The Top Twenty Greatest Metal Albums Of All Time
Number 18
“Wait a minute! Don’t you mean Queensrÿche – Operation Mindcrime? What sort of malarkey is this?”
It’s as if a million voices all at once just spoke. I hear you… but, for mine – Rage For Order was the one that completely blew me away.
Queensrÿche were the Metal press’ media darlings at the time. Bursting into the scene with a killer demo tape which became the 1982 EP ‘Queensrÿche’. By 1984, they were already appearing on the cover of the Metal mags and released the amazing ‘The Warning’ album. A fantastic slab of tunes ruined by a poor mix but enough to get 5 star reviews the world over regardless.

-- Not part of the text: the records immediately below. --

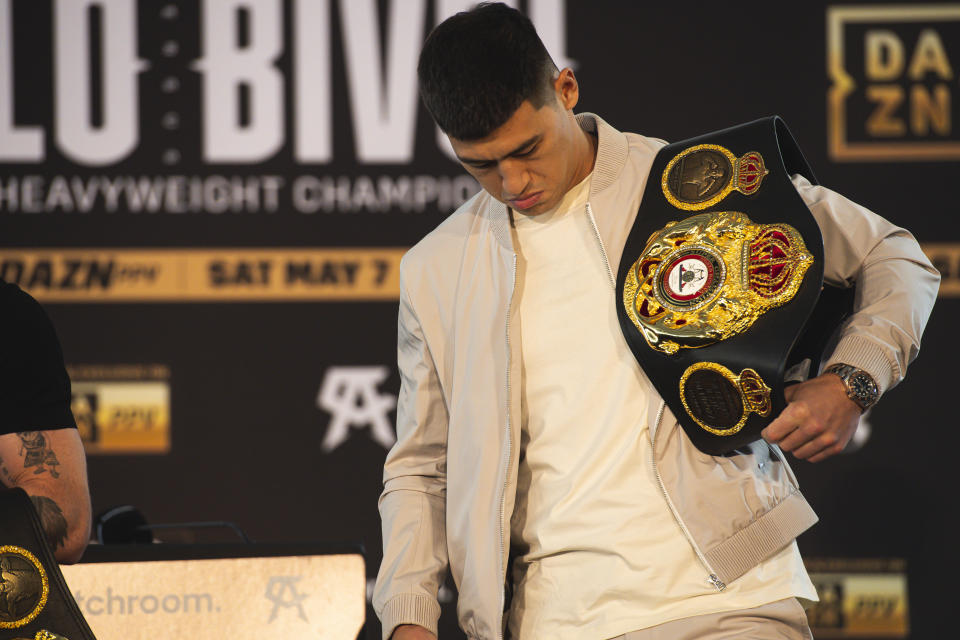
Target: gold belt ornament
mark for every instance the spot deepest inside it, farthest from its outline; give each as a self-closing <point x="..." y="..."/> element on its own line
<point x="705" y="174"/>
<point x="24" y="587"/>
<point x="720" y="401"/>
<point x="710" y="276"/>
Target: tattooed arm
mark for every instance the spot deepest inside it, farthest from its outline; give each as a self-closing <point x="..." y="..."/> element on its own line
<point x="50" y="466"/>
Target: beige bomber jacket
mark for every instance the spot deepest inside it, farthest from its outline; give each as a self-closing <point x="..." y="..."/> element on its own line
<point x="450" y="480"/>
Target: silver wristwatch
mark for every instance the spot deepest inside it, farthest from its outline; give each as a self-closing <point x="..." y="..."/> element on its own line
<point x="861" y="387"/>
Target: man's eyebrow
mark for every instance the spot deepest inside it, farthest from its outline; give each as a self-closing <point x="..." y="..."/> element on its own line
<point x="520" y="147"/>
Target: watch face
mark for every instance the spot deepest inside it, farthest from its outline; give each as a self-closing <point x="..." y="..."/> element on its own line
<point x="863" y="387"/>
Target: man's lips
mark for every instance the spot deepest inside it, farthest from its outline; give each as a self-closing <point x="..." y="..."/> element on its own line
<point x="526" y="202"/>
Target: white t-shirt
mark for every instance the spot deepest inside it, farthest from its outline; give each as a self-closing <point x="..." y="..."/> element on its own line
<point x="600" y="552"/>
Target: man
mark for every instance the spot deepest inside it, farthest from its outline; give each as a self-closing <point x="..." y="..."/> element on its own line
<point x="40" y="448"/>
<point x="534" y="458"/>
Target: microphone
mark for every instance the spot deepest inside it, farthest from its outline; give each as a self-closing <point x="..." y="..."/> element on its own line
<point x="125" y="524"/>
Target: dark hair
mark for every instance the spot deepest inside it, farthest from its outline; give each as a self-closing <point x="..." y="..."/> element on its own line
<point x="477" y="67"/>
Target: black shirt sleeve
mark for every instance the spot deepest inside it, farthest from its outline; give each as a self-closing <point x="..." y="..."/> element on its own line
<point x="34" y="385"/>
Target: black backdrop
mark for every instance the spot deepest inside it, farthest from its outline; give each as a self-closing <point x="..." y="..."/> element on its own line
<point x="180" y="128"/>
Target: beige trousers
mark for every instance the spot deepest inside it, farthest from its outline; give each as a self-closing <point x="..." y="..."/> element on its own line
<point x="780" y="620"/>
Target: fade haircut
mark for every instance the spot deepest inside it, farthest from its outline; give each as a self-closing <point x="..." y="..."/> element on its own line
<point x="477" y="67"/>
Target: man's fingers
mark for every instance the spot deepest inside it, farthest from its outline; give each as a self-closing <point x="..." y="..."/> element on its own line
<point x="789" y="420"/>
<point x="815" y="446"/>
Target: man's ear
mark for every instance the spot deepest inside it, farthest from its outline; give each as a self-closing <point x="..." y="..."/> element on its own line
<point x="567" y="88"/>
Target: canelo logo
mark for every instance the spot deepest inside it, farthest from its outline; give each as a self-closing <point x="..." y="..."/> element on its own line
<point x="350" y="396"/>
<point x="282" y="592"/>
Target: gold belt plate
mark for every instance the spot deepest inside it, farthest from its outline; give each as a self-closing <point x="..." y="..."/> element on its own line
<point x="709" y="277"/>
<point x="703" y="175"/>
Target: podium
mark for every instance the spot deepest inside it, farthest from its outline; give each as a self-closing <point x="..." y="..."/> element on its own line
<point x="236" y="591"/>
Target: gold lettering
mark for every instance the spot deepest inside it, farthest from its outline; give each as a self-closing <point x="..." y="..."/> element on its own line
<point x="929" y="56"/>
<point x="927" y="111"/>
<point x="884" y="55"/>
<point x="883" y="121"/>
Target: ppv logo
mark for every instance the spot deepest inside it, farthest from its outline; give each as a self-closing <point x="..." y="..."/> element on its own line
<point x="350" y="396"/>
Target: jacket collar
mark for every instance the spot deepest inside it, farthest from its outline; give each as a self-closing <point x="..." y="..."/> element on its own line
<point x="611" y="158"/>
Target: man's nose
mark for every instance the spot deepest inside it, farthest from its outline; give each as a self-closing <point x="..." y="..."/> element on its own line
<point x="513" y="178"/>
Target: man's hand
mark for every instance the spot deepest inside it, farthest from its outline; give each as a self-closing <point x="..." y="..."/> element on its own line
<point x="411" y="632"/>
<point x="819" y="419"/>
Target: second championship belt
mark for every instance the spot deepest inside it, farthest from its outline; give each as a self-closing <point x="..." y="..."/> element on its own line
<point x="719" y="280"/>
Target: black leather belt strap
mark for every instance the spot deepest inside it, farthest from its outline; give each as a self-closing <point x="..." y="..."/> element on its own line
<point x="722" y="231"/>
<point x="35" y="602"/>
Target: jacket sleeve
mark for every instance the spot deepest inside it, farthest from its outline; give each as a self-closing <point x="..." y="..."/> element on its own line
<point x="896" y="284"/>
<point x="412" y="505"/>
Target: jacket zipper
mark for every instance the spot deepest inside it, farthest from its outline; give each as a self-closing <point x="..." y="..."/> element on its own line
<point x="712" y="577"/>
<point x="506" y="461"/>
<point x="603" y="250"/>
<point x="714" y="580"/>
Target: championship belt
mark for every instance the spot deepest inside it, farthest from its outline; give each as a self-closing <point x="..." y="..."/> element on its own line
<point x="35" y="602"/>
<point x="719" y="281"/>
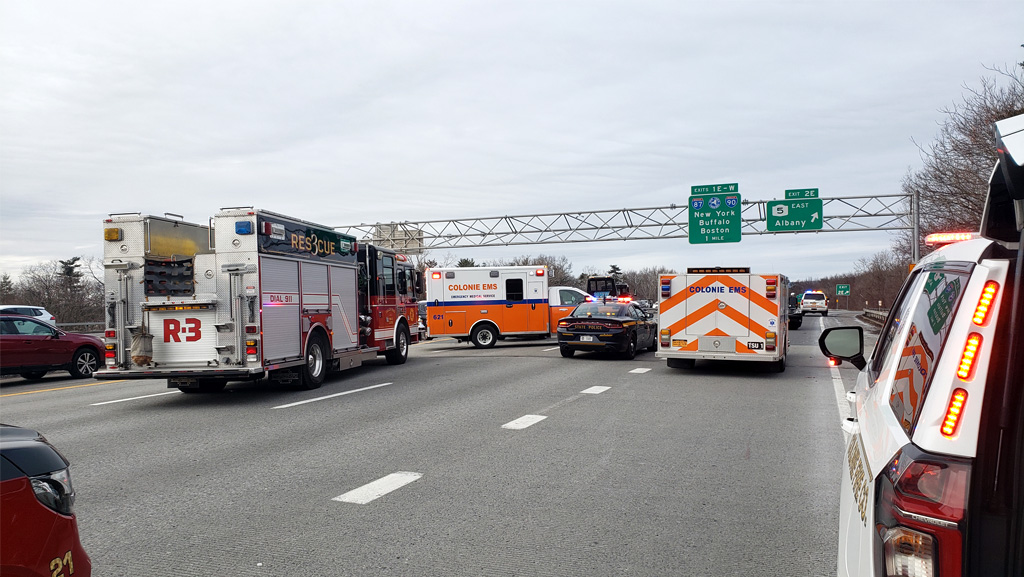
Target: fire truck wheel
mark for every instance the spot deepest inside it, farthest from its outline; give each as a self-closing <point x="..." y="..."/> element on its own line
<point x="84" y="363"/>
<point x="631" y="348"/>
<point x="315" y="367"/>
<point x="681" y="363"/>
<point x="399" y="354"/>
<point x="483" y="336"/>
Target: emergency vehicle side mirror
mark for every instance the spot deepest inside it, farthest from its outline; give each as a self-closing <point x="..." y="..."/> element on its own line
<point x="845" y="343"/>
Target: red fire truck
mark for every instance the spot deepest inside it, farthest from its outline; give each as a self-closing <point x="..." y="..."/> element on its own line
<point x="252" y="295"/>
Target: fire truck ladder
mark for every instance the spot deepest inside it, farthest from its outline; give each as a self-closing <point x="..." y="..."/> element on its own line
<point x="841" y="214"/>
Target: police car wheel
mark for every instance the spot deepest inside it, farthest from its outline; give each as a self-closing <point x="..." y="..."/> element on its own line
<point x="631" y="348"/>
<point x="483" y="336"/>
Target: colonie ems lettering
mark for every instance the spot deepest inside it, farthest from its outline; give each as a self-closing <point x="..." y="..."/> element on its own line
<point x="479" y="286"/>
<point x="740" y="289"/>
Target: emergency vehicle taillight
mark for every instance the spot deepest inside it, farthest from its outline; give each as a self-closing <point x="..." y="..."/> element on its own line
<point x="951" y="422"/>
<point x="969" y="357"/>
<point x="921" y="503"/>
<point x="985" y="302"/>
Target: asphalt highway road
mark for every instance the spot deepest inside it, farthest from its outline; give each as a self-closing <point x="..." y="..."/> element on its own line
<point x="505" y="461"/>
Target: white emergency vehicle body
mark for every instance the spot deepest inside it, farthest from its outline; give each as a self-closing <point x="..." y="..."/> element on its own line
<point x="907" y="399"/>
<point x="483" y="303"/>
<point x="724" y="315"/>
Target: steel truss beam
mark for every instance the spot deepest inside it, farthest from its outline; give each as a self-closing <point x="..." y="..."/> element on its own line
<point x="841" y="214"/>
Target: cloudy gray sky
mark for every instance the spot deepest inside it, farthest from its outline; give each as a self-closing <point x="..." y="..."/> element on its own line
<point x="346" y="112"/>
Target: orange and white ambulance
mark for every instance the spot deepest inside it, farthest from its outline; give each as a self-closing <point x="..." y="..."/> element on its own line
<point x="483" y="304"/>
<point x="723" y="315"/>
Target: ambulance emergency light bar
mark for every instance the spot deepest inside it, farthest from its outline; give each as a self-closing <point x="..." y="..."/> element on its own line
<point x="939" y="239"/>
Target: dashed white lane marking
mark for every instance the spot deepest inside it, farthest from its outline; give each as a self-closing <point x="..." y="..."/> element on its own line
<point x="135" y="398"/>
<point x="332" y="396"/>
<point x="379" y="488"/>
<point x="524" y="421"/>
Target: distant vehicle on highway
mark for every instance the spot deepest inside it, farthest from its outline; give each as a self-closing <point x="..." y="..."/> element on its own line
<point x="610" y="326"/>
<point x="31" y="347"/>
<point x="814" y="301"/>
<point x="38" y="528"/>
<point x="37" y="313"/>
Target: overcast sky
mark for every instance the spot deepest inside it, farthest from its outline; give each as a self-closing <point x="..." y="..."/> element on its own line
<point x="346" y="112"/>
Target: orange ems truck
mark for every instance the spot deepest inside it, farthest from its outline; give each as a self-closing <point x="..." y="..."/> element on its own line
<point x="723" y="315"/>
<point x="486" y="303"/>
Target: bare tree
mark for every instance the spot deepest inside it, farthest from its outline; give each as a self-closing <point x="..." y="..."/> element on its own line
<point x="952" y="183"/>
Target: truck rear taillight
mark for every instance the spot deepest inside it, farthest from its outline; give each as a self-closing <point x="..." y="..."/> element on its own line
<point x="921" y="506"/>
<point x="252" y="351"/>
<point x="953" y="412"/>
<point x="985" y="302"/>
<point x="969" y="357"/>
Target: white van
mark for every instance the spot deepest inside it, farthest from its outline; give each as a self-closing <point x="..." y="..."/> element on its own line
<point x="934" y="467"/>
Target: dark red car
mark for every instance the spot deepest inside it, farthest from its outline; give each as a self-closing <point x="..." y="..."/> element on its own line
<point x="31" y="348"/>
<point x="38" y="529"/>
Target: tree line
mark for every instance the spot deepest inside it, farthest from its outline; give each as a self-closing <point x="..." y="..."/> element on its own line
<point x="951" y="186"/>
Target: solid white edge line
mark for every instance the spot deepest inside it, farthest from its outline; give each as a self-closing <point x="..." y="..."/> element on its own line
<point x="134" y="398"/>
<point x="296" y="404"/>
<point x="524" y="421"/>
<point x="379" y="488"/>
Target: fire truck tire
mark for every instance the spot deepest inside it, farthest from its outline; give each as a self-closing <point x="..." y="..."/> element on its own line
<point x="316" y="365"/>
<point x="84" y="363"/>
<point x="399" y="354"/>
<point x="483" y="336"/>
<point x="681" y="363"/>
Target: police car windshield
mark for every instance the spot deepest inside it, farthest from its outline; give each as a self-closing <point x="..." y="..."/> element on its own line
<point x="600" y="310"/>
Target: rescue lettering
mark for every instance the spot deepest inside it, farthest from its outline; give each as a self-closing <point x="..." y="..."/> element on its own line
<point x="313" y="245"/>
<point x="174" y="329"/>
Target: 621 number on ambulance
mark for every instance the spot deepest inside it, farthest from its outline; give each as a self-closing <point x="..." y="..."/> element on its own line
<point x="253" y="295"/>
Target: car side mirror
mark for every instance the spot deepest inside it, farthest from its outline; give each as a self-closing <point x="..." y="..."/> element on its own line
<point x="844" y="343"/>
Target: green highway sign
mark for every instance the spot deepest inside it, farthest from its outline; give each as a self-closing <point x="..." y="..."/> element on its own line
<point x="714" y="189"/>
<point x="802" y="194"/>
<point x="794" y="215"/>
<point x="715" y="218"/>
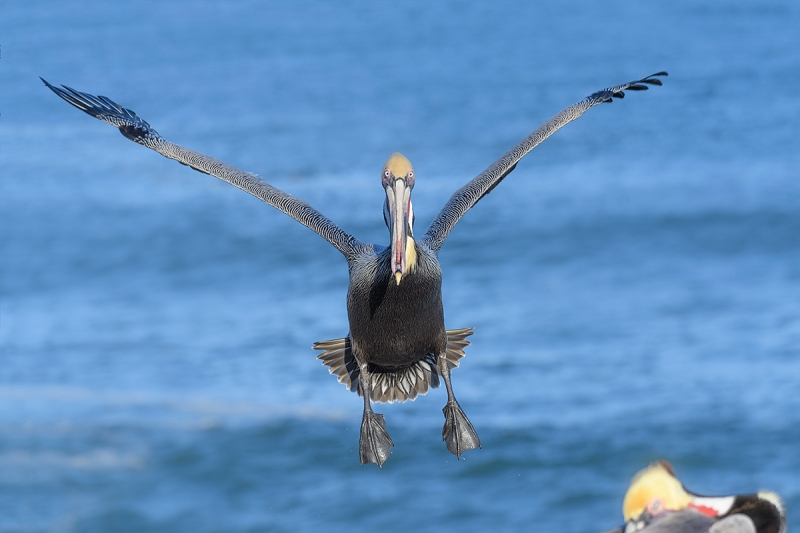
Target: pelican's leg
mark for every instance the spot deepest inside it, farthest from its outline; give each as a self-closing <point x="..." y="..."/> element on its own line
<point x="374" y="443"/>
<point x="458" y="433"/>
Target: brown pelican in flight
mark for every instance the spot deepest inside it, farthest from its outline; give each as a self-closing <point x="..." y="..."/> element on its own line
<point x="397" y="346"/>
<point x="657" y="502"/>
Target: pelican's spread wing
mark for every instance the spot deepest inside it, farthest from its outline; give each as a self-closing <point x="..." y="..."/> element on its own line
<point x="467" y="196"/>
<point x="137" y="130"/>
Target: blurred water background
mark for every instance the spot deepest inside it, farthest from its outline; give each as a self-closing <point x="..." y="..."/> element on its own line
<point x="633" y="285"/>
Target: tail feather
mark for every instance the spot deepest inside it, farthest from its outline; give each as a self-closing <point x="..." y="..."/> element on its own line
<point x="387" y="387"/>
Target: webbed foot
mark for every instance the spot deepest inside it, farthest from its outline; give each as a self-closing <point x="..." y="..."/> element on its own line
<point x="458" y="433"/>
<point x="375" y="443"/>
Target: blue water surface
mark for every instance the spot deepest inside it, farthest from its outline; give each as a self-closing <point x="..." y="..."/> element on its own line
<point x="633" y="285"/>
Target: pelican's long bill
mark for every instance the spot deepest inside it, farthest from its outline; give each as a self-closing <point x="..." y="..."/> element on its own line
<point x="398" y="181"/>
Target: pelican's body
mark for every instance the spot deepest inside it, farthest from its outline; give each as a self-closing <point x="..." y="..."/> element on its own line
<point x="386" y="337"/>
<point x="397" y="347"/>
<point x="657" y="502"/>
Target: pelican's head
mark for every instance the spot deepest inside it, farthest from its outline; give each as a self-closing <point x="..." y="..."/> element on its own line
<point x="398" y="180"/>
<point x="656" y="490"/>
<point x="653" y="492"/>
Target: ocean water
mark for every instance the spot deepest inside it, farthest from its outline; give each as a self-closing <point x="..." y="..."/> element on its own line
<point x="633" y="285"/>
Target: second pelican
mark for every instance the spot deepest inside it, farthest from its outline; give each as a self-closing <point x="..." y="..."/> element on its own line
<point x="397" y="347"/>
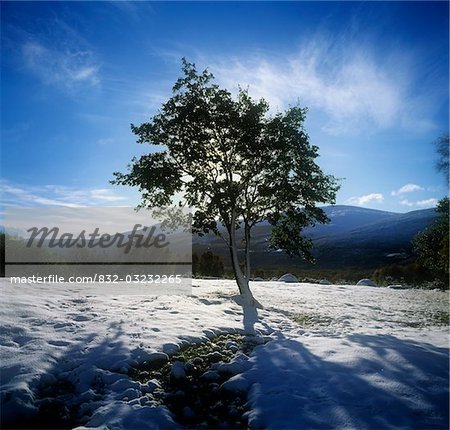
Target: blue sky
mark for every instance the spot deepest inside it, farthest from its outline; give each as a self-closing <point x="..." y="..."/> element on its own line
<point x="374" y="76"/>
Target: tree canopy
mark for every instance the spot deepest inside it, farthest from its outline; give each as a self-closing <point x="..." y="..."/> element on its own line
<point x="233" y="162"/>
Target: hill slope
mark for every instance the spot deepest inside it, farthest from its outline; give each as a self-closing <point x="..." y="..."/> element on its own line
<point x="355" y="237"/>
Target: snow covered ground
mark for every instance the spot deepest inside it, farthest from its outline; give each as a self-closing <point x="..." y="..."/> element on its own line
<point x="337" y="356"/>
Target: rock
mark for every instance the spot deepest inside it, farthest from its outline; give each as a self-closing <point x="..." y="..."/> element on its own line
<point x="150" y="386"/>
<point x="239" y="364"/>
<point x="214" y="357"/>
<point x="156" y="360"/>
<point x="324" y="282"/>
<point x="237" y="384"/>
<point x="288" y="277"/>
<point x="367" y="282"/>
<point x="211" y="375"/>
<point x="197" y="361"/>
<point x="129" y="394"/>
<point x="178" y="371"/>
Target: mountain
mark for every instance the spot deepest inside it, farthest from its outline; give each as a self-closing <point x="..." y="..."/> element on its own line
<point x="354" y="237"/>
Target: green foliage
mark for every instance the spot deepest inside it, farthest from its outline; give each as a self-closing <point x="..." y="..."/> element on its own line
<point x="208" y="264"/>
<point x="2" y="255"/>
<point x="432" y="245"/>
<point x="443" y="150"/>
<point x="233" y="162"/>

By the next album, Rage For Order, the band had matured into an incredible, versatile and original band. Rage For Order features a band willing to experiment and take chances. Progressive and multi-layered with all manner of sounds bordering on Industrial and Electronica influences mixed with the traditional Metal guitars, bass, drums.
It is an epic album both grandiose and majestic and the band’s label EMI were fully behind it. So much so that the label insist the band take on an almost New Romantic image which was met with a huge backlash by fans.
It was a wrong move and served to alienate many, no matter how good the music was.
To me, Rage For Order stayed on my turntable for a long time and in actual fact, was also the very first compact disc I ever bought. It is an album I often return to these days and easily one of the band’s finest offerings.